If it were true, all would be well. It would be fine if freedom were as easy as this, that man was naturally free. But it is not true. Freedom is the product, not of the instincts, but of social relations themselves. Freedom is secreted in the relation of man to man. This demand of bourgeois culture was in fact unrealisable. Man cannot strip himself of his social relations and remain man. But he can shut his eyes to these social relations. He can disguise them as relations to commodities, to the impersonal market, to cash, to capital, and his relations then seem to have become possessive. He owns the commodities, the cash and the capital. All his social relations appear to have become relations to a thing, and because man is superior to a thing, he is now free, he is dominating. But this is an illusion. By shutting his eyes to all the relations between men that constitute society, and are its real stuiff and substance, man has enslaved himself to forces whose control is now beyond him, because he does not acknowledge their existence. He is at the mercy of the market, the movement of capital, and the slump and boom. He is deluded by himself. This is shown by the remorseless test of events.
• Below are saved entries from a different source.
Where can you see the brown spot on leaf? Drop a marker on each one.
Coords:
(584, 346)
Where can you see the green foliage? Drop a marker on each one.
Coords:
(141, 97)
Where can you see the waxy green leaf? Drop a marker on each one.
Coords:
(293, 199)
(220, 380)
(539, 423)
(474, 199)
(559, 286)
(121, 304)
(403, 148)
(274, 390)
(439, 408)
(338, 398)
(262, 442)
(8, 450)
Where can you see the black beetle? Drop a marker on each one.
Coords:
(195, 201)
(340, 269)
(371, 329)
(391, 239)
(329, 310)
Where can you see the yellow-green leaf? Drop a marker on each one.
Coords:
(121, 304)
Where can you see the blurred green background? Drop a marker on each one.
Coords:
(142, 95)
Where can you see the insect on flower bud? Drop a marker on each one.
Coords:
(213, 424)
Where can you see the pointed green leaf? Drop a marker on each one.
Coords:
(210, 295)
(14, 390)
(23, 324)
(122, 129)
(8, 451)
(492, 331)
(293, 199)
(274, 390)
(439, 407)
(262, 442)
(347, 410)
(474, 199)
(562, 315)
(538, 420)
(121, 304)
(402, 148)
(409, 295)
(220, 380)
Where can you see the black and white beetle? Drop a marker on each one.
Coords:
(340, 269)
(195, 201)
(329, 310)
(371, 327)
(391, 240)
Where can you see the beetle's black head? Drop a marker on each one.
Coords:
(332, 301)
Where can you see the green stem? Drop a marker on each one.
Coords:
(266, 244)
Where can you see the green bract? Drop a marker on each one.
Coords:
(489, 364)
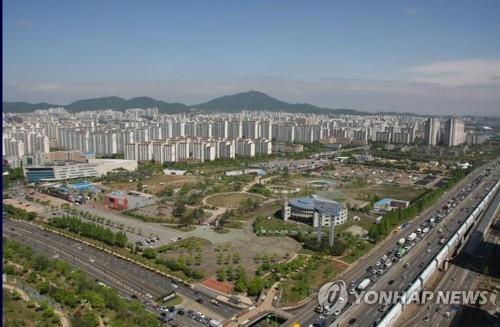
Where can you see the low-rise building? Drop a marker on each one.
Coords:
(314, 211)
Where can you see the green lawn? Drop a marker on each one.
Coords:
(17, 312)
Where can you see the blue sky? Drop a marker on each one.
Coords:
(423, 56)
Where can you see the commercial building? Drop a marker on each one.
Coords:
(128, 200)
(314, 210)
(93, 168)
(454, 132)
(431, 133)
(387, 204)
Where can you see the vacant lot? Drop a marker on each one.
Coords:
(367, 192)
(230, 200)
(242, 251)
(156, 183)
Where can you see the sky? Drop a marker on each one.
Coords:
(430, 57)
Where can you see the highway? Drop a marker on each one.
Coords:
(128, 278)
(461, 275)
(365, 315)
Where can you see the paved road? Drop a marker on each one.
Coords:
(307, 316)
(127, 277)
(461, 275)
(422, 253)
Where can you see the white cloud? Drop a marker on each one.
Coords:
(412, 11)
(363, 94)
(458, 72)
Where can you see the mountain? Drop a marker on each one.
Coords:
(122, 104)
(256, 101)
(115, 103)
(23, 107)
(250, 101)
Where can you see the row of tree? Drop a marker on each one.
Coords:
(90, 230)
(392, 219)
(18, 213)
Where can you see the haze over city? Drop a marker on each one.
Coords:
(406, 56)
(251, 163)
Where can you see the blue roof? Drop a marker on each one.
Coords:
(383, 202)
(84, 184)
(320, 204)
(303, 203)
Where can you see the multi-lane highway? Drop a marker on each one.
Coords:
(128, 278)
(463, 274)
(398, 277)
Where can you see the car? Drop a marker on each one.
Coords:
(383, 307)
(318, 309)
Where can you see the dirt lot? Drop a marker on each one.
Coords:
(53, 200)
(155, 183)
(26, 205)
(229, 200)
(247, 247)
(383, 191)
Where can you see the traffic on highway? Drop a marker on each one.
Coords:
(131, 280)
(406, 258)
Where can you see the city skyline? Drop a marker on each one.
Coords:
(425, 58)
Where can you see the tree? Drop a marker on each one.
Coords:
(149, 253)
(179, 209)
(255, 286)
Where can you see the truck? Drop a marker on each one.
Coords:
(214, 323)
(401, 252)
(364, 284)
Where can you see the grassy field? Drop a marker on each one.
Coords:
(230, 200)
(314, 276)
(155, 183)
(17, 312)
(383, 191)
(230, 255)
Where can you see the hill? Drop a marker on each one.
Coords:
(256, 101)
(250, 101)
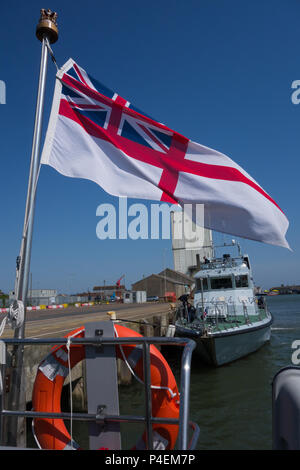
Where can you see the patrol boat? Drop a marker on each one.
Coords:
(228, 320)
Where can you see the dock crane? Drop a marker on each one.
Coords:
(118, 283)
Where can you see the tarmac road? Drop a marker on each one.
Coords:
(56, 323)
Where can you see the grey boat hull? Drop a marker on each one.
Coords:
(221, 348)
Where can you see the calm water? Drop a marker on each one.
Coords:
(233, 404)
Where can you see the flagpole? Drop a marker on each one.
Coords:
(16, 435)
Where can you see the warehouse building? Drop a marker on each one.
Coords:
(167, 281)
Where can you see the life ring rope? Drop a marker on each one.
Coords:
(157, 387)
(51, 433)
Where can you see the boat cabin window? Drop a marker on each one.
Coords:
(221, 282)
(241, 281)
(204, 282)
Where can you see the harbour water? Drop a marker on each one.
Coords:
(232, 404)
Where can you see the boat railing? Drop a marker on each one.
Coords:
(185, 440)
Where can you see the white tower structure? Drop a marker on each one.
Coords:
(189, 243)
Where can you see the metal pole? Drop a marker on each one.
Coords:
(16, 432)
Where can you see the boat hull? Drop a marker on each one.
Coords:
(227, 346)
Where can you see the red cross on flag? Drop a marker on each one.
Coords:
(96, 134)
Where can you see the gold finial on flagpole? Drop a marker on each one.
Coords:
(47, 26)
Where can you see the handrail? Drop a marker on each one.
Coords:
(183, 421)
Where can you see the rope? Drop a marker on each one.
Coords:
(70, 389)
(51, 53)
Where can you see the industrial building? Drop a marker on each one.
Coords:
(38, 296)
(188, 246)
(167, 281)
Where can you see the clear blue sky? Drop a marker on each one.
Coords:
(217, 71)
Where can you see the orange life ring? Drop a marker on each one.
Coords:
(52, 371)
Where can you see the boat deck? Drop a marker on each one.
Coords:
(222, 324)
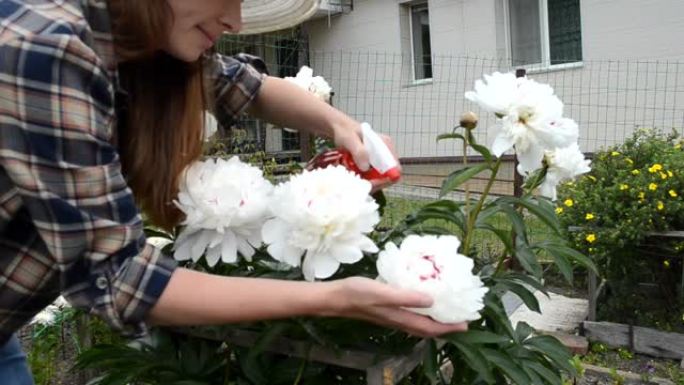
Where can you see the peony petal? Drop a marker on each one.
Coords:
(245, 249)
(346, 253)
(213, 255)
(319, 266)
(275, 230)
(229, 248)
(530, 160)
(283, 252)
(502, 143)
(200, 242)
(366, 244)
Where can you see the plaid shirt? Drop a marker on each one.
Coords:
(68, 221)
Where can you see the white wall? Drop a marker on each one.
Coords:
(632, 74)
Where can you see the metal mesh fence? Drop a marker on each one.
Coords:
(609, 99)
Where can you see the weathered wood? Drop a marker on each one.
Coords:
(658, 344)
(558, 313)
(641, 340)
(628, 378)
(611, 334)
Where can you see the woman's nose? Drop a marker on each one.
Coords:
(232, 17)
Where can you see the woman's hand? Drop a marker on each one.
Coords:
(349, 138)
(372, 301)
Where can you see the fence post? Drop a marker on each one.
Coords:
(517, 178)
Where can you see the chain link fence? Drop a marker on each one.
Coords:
(609, 99)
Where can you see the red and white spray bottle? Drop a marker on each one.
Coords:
(383, 165)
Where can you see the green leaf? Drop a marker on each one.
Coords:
(476, 360)
(525, 295)
(574, 255)
(552, 348)
(547, 374)
(473, 337)
(452, 135)
(513, 215)
(458, 177)
(523, 330)
(523, 278)
(503, 235)
(484, 151)
(541, 211)
(508, 365)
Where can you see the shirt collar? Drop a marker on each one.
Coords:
(96, 14)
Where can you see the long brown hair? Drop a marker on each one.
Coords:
(162, 128)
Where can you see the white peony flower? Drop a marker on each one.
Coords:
(564, 163)
(47, 315)
(432, 265)
(324, 213)
(314, 84)
(226, 204)
(530, 117)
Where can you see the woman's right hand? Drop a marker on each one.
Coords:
(376, 302)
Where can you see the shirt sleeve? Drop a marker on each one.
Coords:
(236, 83)
(56, 122)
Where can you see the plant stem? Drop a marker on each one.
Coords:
(472, 216)
(465, 165)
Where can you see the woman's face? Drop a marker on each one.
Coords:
(198, 24)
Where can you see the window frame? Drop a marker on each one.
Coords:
(410, 7)
(545, 64)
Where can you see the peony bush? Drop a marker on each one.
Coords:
(322, 224)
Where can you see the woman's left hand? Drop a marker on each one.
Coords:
(350, 140)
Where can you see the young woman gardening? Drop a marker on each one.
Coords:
(101, 106)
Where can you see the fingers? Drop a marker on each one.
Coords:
(415, 324)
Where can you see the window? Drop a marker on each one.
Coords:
(544, 32)
(420, 41)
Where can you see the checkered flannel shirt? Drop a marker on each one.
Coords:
(68, 221)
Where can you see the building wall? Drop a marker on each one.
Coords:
(632, 74)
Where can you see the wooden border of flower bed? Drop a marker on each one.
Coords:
(380, 369)
(594, 290)
(638, 339)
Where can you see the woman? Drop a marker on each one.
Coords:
(100, 111)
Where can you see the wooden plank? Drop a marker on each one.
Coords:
(611, 334)
(658, 344)
(642, 340)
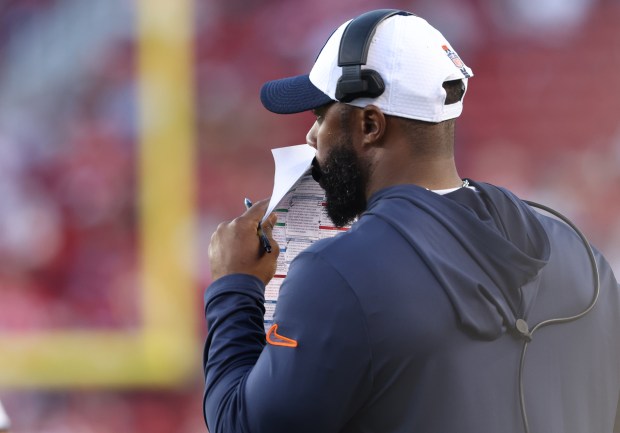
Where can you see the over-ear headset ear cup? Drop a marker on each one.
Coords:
(376, 86)
(370, 85)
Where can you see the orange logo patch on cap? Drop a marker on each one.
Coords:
(456, 60)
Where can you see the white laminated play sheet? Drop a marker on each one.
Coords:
(299, 202)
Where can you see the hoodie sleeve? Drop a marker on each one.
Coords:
(313, 372)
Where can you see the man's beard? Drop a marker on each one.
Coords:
(344, 181)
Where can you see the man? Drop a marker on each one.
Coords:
(418, 318)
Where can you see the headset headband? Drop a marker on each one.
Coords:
(353, 53)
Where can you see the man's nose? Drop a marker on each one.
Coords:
(311, 135)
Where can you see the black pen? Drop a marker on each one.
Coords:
(261, 233)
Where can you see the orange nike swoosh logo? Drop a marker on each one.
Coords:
(279, 340)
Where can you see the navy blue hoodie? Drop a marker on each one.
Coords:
(406, 323)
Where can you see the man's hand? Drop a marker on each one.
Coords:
(236, 248)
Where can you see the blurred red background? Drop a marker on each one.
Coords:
(541, 117)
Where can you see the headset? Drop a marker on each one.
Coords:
(356, 83)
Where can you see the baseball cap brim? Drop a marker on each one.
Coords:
(292, 95)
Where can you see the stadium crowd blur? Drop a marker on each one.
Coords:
(542, 117)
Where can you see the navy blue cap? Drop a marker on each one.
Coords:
(292, 95)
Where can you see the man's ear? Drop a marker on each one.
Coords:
(374, 125)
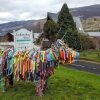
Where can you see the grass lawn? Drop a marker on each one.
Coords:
(65, 84)
(92, 55)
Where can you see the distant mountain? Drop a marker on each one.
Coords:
(87, 11)
(37, 25)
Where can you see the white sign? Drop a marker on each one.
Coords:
(23, 39)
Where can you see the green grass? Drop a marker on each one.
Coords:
(65, 84)
(92, 55)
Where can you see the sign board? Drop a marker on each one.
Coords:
(23, 39)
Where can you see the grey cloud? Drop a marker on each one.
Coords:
(33, 9)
This bourgeois freedom of each man struggling for his free desires and his own profit, so far from making us free, has long delivered us over, bound to chance. Blind Fate, in the shapes of war, unemployment, slumps, despair and neurosis, attacks the free bourgeois and his free followers. His struggles put him into the power of finance capital, trustify him, or, if he is a free labourer, he is herded into the mass-production factory. So far from being free, he is whirled like a leaf on the gales of social change. And all this anarchy, and impotence, and muddled dissension is reflected in his culture. Productive forces have outgrown the free bourgeois, and mercilessly crush him and his illusions.
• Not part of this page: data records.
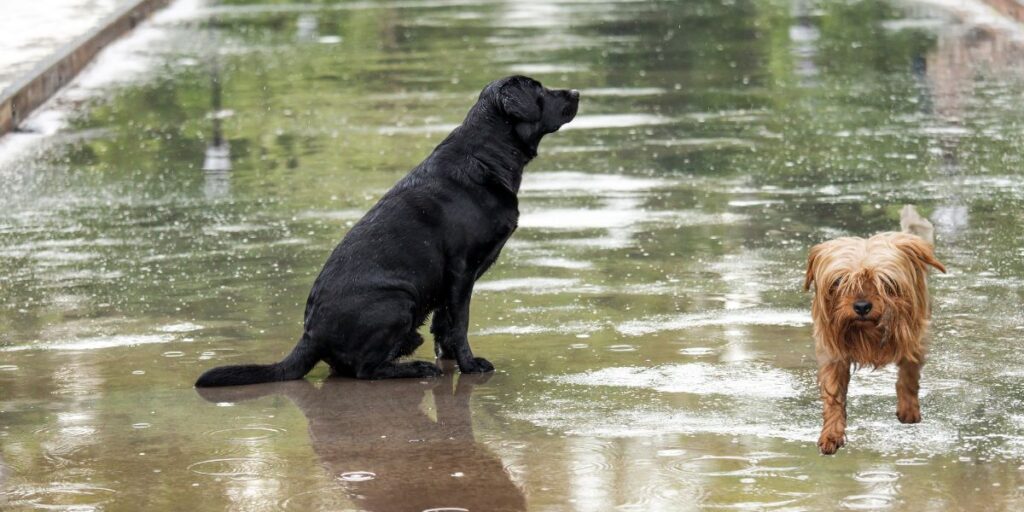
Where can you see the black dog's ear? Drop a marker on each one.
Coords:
(519, 100)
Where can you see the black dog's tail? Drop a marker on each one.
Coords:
(303, 357)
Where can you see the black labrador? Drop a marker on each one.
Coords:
(421, 248)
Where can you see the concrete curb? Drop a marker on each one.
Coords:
(27, 93)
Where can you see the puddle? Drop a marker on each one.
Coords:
(651, 340)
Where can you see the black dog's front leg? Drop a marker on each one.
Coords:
(451, 326)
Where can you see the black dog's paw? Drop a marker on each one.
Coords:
(477, 366)
(440, 353)
(424, 369)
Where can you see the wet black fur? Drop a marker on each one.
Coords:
(421, 248)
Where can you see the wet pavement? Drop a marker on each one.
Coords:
(32, 31)
(652, 343)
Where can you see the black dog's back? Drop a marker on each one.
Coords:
(421, 248)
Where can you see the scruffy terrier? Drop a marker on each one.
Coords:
(870, 307)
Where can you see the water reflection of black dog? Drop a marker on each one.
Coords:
(379, 427)
(421, 248)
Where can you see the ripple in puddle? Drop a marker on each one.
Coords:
(357, 476)
(237, 467)
(247, 434)
(696, 351)
(59, 497)
(877, 476)
(333, 498)
(866, 502)
(622, 348)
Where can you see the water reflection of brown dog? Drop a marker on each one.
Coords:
(379, 427)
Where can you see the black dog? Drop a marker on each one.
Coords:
(421, 248)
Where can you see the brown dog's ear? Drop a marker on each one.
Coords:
(812, 265)
(919, 250)
(519, 100)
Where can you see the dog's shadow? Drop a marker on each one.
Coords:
(377, 440)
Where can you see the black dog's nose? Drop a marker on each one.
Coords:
(862, 307)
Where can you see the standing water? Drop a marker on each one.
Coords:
(652, 342)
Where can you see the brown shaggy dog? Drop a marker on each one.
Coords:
(870, 307)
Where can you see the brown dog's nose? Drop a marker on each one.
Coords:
(862, 307)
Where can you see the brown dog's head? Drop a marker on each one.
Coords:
(869, 293)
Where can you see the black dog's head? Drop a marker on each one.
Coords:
(532, 109)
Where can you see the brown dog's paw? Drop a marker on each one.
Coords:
(908, 415)
(828, 444)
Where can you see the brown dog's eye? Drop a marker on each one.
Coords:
(890, 288)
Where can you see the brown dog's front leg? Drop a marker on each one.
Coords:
(834, 378)
(907, 384)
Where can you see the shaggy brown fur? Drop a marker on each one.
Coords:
(870, 307)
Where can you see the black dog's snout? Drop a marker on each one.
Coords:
(862, 307)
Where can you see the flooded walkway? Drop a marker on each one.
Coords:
(652, 342)
(32, 31)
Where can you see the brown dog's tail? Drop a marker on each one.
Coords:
(303, 357)
(910, 221)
Can such a simple error, if it be an error, infect the cool realms of physics, the remote spheres of art, and the inner world of psychology? Can it distort philosophy and hold back the hero from success? How can it appear everywhere in ideology, always as the distorting factor, without being observed as such? But it is just because it appears everywhere in his ideology, like the Fitzgerald contraction, in measurements of ether velocity, that it cannot be observed by the bourgeois, any more than. the physicist can observe the earth’s speed through the ether.

These ‘Studies in a Dying Culture’ are varied though their subjects may be united by the one theme. This theme is the lie at the heart of contemporary culture, the lie which is killing it and deeper still is found the truth which is the complement to this lie, the truth which will transform and revitalise culture.